Book Review: “Fate of the Fallen” by Kel Kade

Blurb & Info

(via goodreads)

The Shroud of Prophecy tests fate to discover what happens when the path of good and right, the triumph of light over darkness, the only path to salvation… fails.

Everyone loves Mathias. So naturally, when he discovers it’s his destiny to save the world, he dives in head first, pulling his best friend Aaslo along for the ride.

Mathias is thrilled for the adventure! There’s nothing better than a road beneath his feet and adventure in the air. Aaslo, on the other hand, has never cared for the world beyond the borders of his sleepy village and would be much happier alone and in the woods. But, someone has to keep the Chosen One’s head on his shoulders and his feet on the ground.

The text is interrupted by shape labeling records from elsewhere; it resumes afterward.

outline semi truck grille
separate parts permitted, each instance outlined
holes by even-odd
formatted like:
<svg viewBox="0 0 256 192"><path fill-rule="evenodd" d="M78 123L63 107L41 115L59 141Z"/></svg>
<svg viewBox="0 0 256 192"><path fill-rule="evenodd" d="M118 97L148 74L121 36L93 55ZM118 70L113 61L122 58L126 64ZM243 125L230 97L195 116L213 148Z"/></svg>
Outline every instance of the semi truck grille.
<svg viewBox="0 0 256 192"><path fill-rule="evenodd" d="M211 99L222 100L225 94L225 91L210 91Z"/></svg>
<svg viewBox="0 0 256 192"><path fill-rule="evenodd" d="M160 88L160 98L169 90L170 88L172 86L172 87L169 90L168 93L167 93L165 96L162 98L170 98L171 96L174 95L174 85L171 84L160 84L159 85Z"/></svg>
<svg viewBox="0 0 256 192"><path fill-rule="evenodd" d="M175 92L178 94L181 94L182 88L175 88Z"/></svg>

It turns out saving the world isn’t as easy, or exciting, as it sounds in the stories. Mathias is more than willing to place his life on the line, but Aaslo would love nothing more than to forget about all the talk of arcane bloodlines and magical fae creatures. When the going gets rough, folks start to believe their only chance for survival is to surrender to the forces of evil, which isn’t how the stories go. At all. To make matters worse Aaslo is beginning to fear that he may have lost his mind…

Publication Date: November 5, 2019

Publisher: Tor

Pages: 400

Series: The Shroud of Prophecy #1


This book is a subversion of the “Chosen One” trope. Mathias is the prophesied hero who will save the world of Aldrea from the all-consuming forces of darkness. He’s charismatic, clever, true-hearted, blond, and has both a birthmark shaped like Aldrea on his forehead and a special sword. He has been raised in a remote village by a woman who is more than she seems, and when the call to adventure peals Mathias is more than ready to venture forth and save the world.

It’s hard to review this novel, since there is an event that occurs within the first five chapters that will completely change your expectations of this book and leave you in the dark. I absolutely will not spoil it, but it’s such a big thing that I’m floundering a bit as I struggle to find something to say.

There is no big romantic subplot in this novel, which is very refreshing. All of the characters are definitely feeling the pressure of the looming apocalypse and have other things on their minds. There is the potential for such a subplot later in the series, but the romantic tension between the characters is so subtle that at the end of the first book I was still in the dark about who might end up with whom.

And the characters! My favorite characters were definitely Teza, the most stubborn fictional woman I have ever had the pleasure of reading, and Aaslo’s horse, who can’t seem to decide between being the dumbest animal alive and far more knowing than a horse has any right to be. This book uses multiple perspectives, but not every character gets a section where their perspective is followed. I especially loved the way the nonhuman characters were written; Kade avoided the worst cliches and her choices as an author felt very refreshing to me.

Overall, this book is definitely high fantasy, but I got the feeling that Kade was very aware of the conventions of the genre and made an effort to either deliberately toy with them or else subvert them entirely. Reading this book felt both familiar and new at the same time; I loved predicting what might happen next in this fantasy plot and then being proven wrong over and over. I will definitely be picking up the next book in this series whenever it is released.